Sämtliche Gesellen der Werkstatt, in welcher der Bruder Mecklenburger arbeitet, der Bruder Schlesier und der Bruder Hannoveraner, der Bruder Bayer und der Bruder Württemberger verlassen Schraubstock und Ambos, um den Bruder Mecklenburger zu begleiten und beim Einkauf des Tuches ihr deutsch-einheitliches Gutachten abzugeben.
Dass der Bruder Schlesier sich für grün, der Bruder Bayer für blau, der Bruder Hannoveraner für meliert und der Bruder Württemberger sich für schwarz entscheidet, bestimmt den Bruder Mecklenburger, braun zu wählen.
Als das Tuch abgeschnitten bereits unterm Arme des Eigentümers ruht, ist man mit der Wahl desselben einverstanden und verlässt in Pleno das Verkaufsgewölbe.
Draußen vor demselben betrachtet der Inhaber des künftigen Rocks mit seinen Kameraden sich den Einkauf noch einmal, indem er das Tuch auseinanderrollt und es westlich gegen die Sonne und östlich gegen den Schatten spielen lässt, bis ein vier Treppen auf dem Blumenbrett stehender, überfeuchteter Nelkenstock einige mahnende Tropfen auf das neue Tuch fallen lässt, das der Bruder Mecklenburger unter lautem Protest gegen Blumenbretter säubert, zusammenrollt und wieder unter den Arm nimmt.
Dass fünf Menschen kommen und Tuch zu einem einzigen Rocke bringen, hat für den Schneider nichts Auffälliges. Meister Scheermann steht noch nicht auf dem Standpunkte akademischen Künstlertums, hält keinen Laden mit sich täglich vergrößernden, geschliffenen Glasscheiben und Rechnungen und führt noch das alte, seit lange überwundene, papierene Maß, in welches er die nur von Eingeweihten ganz enträtselten geheimnisvollen Einschnitte macht. Er arbeitet mit Frau und Tochter ohne alle Trigonometrie und ist ganz der Vertrauensmann für Leute wie der Bruder Mecklenburger, die in Bezug auf die langen Rechnungen, welche den fertigen Rock auch damit dokumentieren, dass sie mit liebenswürdigster Naivität aus der Seitentasche herausschauen, für akademische Standpunkte der neuzeitlichen Kleiderkünstler nicht eingenommen sind.
Beim Maßnehmen wiederholt sich die deutsche Einheit in der Verschiedenheit der Ansichten über Schnitt, Futter und Knöpfe. Der Bruder Bayer begutachtet eine weite, der Bruder Schlesier eine gemütlich enge Taille, der Bruder Hannoveraner schlägt blanke und der Bruder Württemberger übersponnene Knöpfe vor. . . . Meister Scheermann, der seine Nadel wie sein Talent zur unumschränkten Verfügung stellt, hat immer nur unmaßgebliche, einem Pariser Modeblatt vom vorigen Jahre entnommene Ansichten, die aber zuletzt doch die bestimmenden bleiben, der Rock erhält einen weiten Leib, damit die Natur des Bruder Mecklenburger sich nicht zu genieren braucht, wenn sie sich entwickeln will, und lange Schöße für die Wechselfälle, die auch die Existenz der „Unaussprechlichen“ erschüttern und diesen ein still „beschauliches“ Leben unterm Schutze langer Rockflügel zum Bedürfnis machen können.

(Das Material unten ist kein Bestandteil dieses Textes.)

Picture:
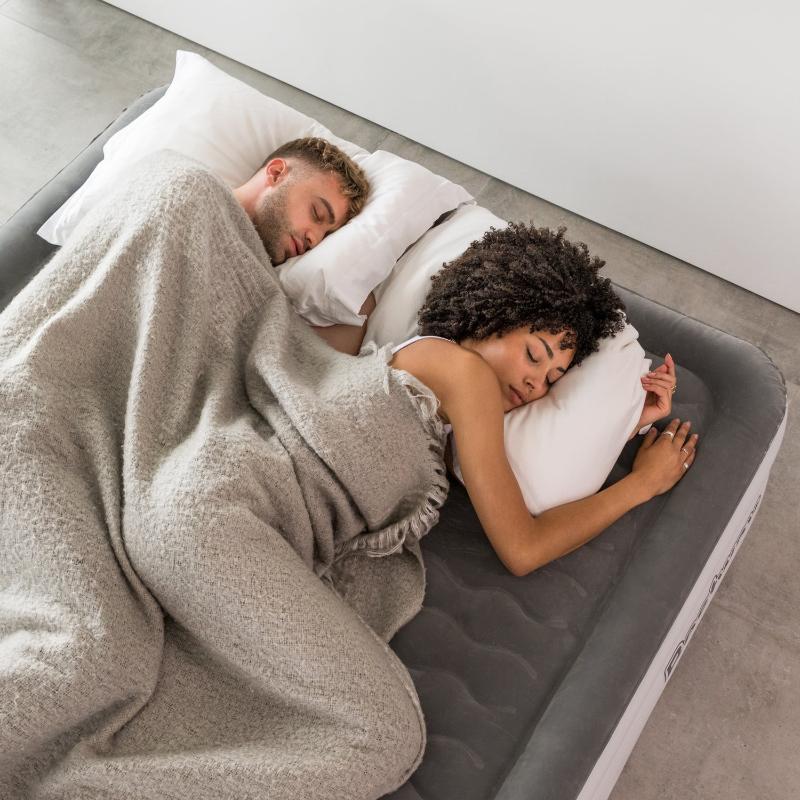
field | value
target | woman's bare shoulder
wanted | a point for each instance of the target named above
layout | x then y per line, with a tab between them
445	367
437	357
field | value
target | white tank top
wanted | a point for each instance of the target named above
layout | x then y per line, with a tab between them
447	426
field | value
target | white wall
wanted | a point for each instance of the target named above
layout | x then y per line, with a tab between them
677	124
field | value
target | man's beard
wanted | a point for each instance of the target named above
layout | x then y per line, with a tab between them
270	222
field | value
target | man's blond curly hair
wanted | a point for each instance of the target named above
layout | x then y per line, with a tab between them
322	155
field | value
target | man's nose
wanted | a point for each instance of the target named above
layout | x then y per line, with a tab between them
314	235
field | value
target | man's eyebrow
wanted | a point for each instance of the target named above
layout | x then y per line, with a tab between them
550	353
331	218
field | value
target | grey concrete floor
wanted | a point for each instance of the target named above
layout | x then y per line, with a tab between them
728	723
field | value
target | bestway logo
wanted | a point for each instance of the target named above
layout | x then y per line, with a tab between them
715	581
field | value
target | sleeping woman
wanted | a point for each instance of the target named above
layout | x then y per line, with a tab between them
501	324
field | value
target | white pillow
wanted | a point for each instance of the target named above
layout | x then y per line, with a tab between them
563	446
406	199
230	128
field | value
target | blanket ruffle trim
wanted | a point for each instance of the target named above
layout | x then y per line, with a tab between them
414	525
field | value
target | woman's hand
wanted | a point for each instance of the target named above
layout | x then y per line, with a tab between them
664	458
660	385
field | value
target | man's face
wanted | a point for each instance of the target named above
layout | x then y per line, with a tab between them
298	207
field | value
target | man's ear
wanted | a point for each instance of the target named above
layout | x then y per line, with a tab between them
275	171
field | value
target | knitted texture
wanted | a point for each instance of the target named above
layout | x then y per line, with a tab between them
209	521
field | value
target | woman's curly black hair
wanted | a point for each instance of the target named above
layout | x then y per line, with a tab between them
524	276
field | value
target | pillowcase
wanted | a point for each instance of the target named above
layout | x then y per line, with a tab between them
230	128
563	446
405	200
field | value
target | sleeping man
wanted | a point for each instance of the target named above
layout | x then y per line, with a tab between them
303	191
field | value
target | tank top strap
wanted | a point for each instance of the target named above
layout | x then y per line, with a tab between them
416	339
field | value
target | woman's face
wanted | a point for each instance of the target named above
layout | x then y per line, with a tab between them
526	362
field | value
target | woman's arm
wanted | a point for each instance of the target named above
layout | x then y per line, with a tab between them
470	396
347	338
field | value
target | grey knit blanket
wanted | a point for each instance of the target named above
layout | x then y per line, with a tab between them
209	521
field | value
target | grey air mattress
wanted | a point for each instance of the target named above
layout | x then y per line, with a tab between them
538	687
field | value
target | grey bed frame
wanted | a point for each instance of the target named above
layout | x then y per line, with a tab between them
537	687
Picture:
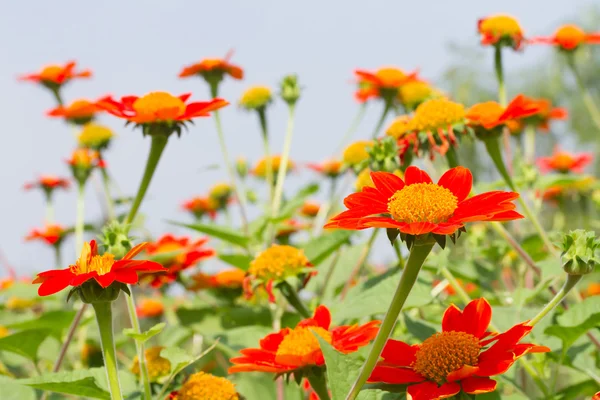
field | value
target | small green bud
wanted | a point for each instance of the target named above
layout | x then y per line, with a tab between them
579	252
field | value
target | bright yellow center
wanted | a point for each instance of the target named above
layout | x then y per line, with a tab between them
203	386
157	366
87	262
256	97
278	262
302	341
162	105
500	25
446	352
357	152
422	202
437	114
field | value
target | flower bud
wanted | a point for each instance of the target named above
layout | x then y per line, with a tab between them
579	252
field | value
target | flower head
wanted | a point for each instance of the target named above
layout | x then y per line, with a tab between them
160	112
176	255
460	358
417	206
52	234
568	38
292	349
500	30
256	98
98	271
203	386
562	161
79	112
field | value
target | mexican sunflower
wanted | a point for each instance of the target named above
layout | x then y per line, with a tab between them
159	112
292	349
103	269
417	206
562	161
460	358
568	38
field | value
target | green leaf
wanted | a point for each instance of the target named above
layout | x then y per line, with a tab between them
241	261
219	232
144	336
321	247
25	343
79	383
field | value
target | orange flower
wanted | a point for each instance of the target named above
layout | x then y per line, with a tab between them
54	76
500	30
176	255
210	67
383	83
79	112
562	161
568	37
292	349
460	358
51	234
417	206
148	308
103	269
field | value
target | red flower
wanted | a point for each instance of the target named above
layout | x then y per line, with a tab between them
103	269
292	349
461	357
568	37
176	255
56	75
562	161
417	206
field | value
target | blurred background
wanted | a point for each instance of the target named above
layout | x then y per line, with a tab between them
140	46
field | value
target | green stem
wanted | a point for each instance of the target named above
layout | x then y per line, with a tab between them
292	297
139	345
418	253
104	318
157	145
560	295
500	75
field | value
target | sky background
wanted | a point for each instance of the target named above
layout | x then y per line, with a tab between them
134	47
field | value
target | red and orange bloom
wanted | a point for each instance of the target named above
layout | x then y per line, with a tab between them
292	349
160	112
102	270
562	161
51	234
79	112
417	206
460	358
176	255
568	38
500	30
383	83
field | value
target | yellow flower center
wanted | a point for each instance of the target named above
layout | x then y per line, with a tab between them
446	352
302	341
437	113
256	97
278	262
87	262
157	366
357	152
500	25
422	202
160	105
203	386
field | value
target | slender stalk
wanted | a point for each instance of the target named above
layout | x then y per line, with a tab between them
104	318
139	346
560	295
157	146
418	253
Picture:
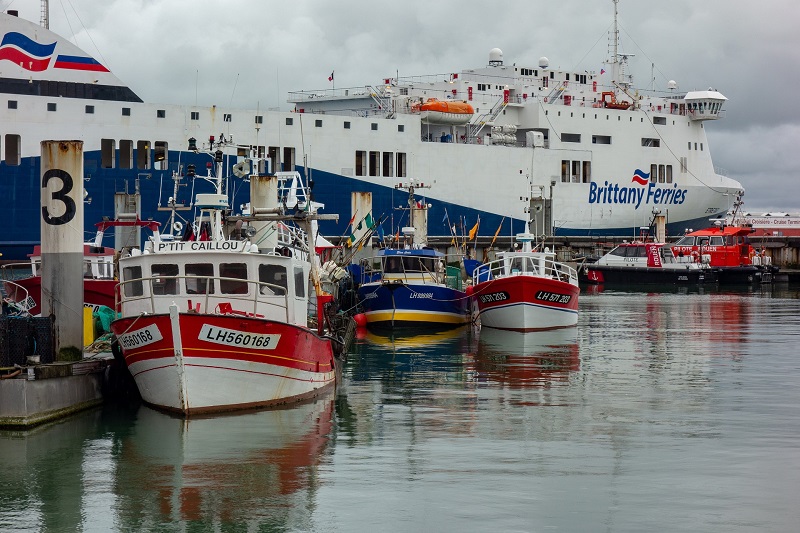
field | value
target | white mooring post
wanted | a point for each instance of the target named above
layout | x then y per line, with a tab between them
62	244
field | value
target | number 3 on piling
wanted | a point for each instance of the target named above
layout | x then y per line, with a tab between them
60	195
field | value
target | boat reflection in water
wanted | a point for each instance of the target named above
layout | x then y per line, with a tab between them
523	360
257	468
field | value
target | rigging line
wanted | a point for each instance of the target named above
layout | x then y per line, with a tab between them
85	28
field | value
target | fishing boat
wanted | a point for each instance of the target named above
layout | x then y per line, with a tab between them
219	320
609	165
99	271
526	289
410	284
647	263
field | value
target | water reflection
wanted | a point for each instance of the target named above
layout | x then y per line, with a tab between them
256	468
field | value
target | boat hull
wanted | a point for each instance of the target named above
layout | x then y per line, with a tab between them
526	303
617	275
412	304
196	363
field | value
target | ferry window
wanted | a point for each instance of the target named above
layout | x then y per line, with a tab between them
199	284
107	152
374	160
288	158
164	279
161	155
401	164
143	155
12	151
132	277
275	275
125	153
233	286
388	164
299	283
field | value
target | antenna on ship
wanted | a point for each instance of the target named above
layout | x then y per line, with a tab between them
44	22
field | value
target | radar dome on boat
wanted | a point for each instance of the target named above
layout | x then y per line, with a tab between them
495	56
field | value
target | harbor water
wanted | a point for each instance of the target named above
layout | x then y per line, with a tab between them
661	411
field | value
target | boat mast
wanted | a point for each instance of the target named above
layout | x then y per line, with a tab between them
44	22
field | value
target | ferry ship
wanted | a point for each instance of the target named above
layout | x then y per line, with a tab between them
607	154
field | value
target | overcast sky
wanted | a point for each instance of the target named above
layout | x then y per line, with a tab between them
250	53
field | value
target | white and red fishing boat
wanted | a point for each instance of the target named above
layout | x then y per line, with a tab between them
220	321
99	271
526	290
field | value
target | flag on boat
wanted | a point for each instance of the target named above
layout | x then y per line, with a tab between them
474	231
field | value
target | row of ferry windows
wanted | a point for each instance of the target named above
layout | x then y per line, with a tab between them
198	278
195	115
581	172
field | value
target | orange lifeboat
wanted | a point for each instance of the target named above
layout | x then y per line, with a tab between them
612	101
435	111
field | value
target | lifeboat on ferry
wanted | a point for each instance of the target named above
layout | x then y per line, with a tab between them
435	111
612	101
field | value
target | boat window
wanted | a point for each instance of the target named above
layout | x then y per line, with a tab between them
233	286
162	284
361	163
199	284
107	152
12	151
143	155
300	281
132	276
275	275
619	251
125	153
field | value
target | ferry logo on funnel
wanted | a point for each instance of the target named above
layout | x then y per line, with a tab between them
640	177
26	52
644	192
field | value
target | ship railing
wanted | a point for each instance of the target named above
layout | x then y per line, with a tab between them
148	295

Über Form von Kragen und Ärmel, Stoff des Unterfutters, Größe der Knöpfe, Länge der Taille — und die hundert Gleichgewichtsfragen eines zivilisierten Rocks wird noch des breiteren verhandelt, einige Abnormitäten, die sich die Natur bei der Schöpfung des Bruder Mecklenburger zu Schulden kommen ließ, werden mit einem Anflug errötender Verlegenheit eingestanden, damit Kunst und Watte nachhelfend ausgleichen können und allendlich, nachdem alles gegenseitig schon oft genug Besprochene und Gewünschte noch einmal repetiert wurde, verfügen sich die vereinigten Deutschen auf die Herberge, um den bestellten Rock wie eine geschehene große Tat zu betrinken.
Der nächste Tag ist zwar ein Sonntag, aber der Bruder Mecklenburger streicht ihn aus seinem Leben. Es ist für ihn der „Sylvester“ des alten Rocks, den er mit einer gewissen Indignation anlegt, sich selbst wundernd, wie dieser Rock bis heute in der Geschichte der Zivilisation und er in diesem Rocke habe existieren können. Der Bruder Mecklenburger besucht an diesem Sonntage weder den von ihm sonst frequentierten Tanzsaal, noch die Herberge. Alle neuen Röcke sind hohe Fest- und Feiertagserscheinungen und nächsten Sonntag ist Ostern. Er sucht seine verwandtschaftlichen Empfindungen für eine „alte Muhme“ auf und erneuert mit ihr bei einer Tasse Kaffee mit nur Sonntags und bei seltenen Besuchen gebräuchlichem Weißbrot und Zucker statt Sirups die Erinnerungen an seine selige Mutter und ihren eigenen, seligen Mann.
Vom Montag an hat der Bruder Mecklenburger die beruhigende Empfindung, dass der
Rock in Arbeit ist. Nach einigen Tagen fragt er bei Meister Scheermann an, wie weit der Rock vorgeschritten und kommt eben zurecht, um ihn anzuprobieren. Dass der Rücken zu breit, der Kragen zu hoch, die Ärmel zu lang, findet der Meister nicht auffallend; er kann nachhelfen, korrigieren und den Wuchs des Bruders Mecklenburger noch einmal wie Winckelmann die Antike studieren.
Nachdem der Bruder Mecklenburger noch einmal wegen des Futters, das andere mal wegen der Knopflöcher und endlich noch wegen wiederholten Anprobierens den Schneider besucht, kommt endlich der verheißungsvolle Sonnabend. Der
Schneider, der Rock und die von der Schneidertochter geschriebene Rechnung, die dem Bruder Mecklenburger, unbeschadet seiner Verehrung für das schöne Geschlecht, doch zu hoch erscheint, alles trifft, wie erwartet, ein.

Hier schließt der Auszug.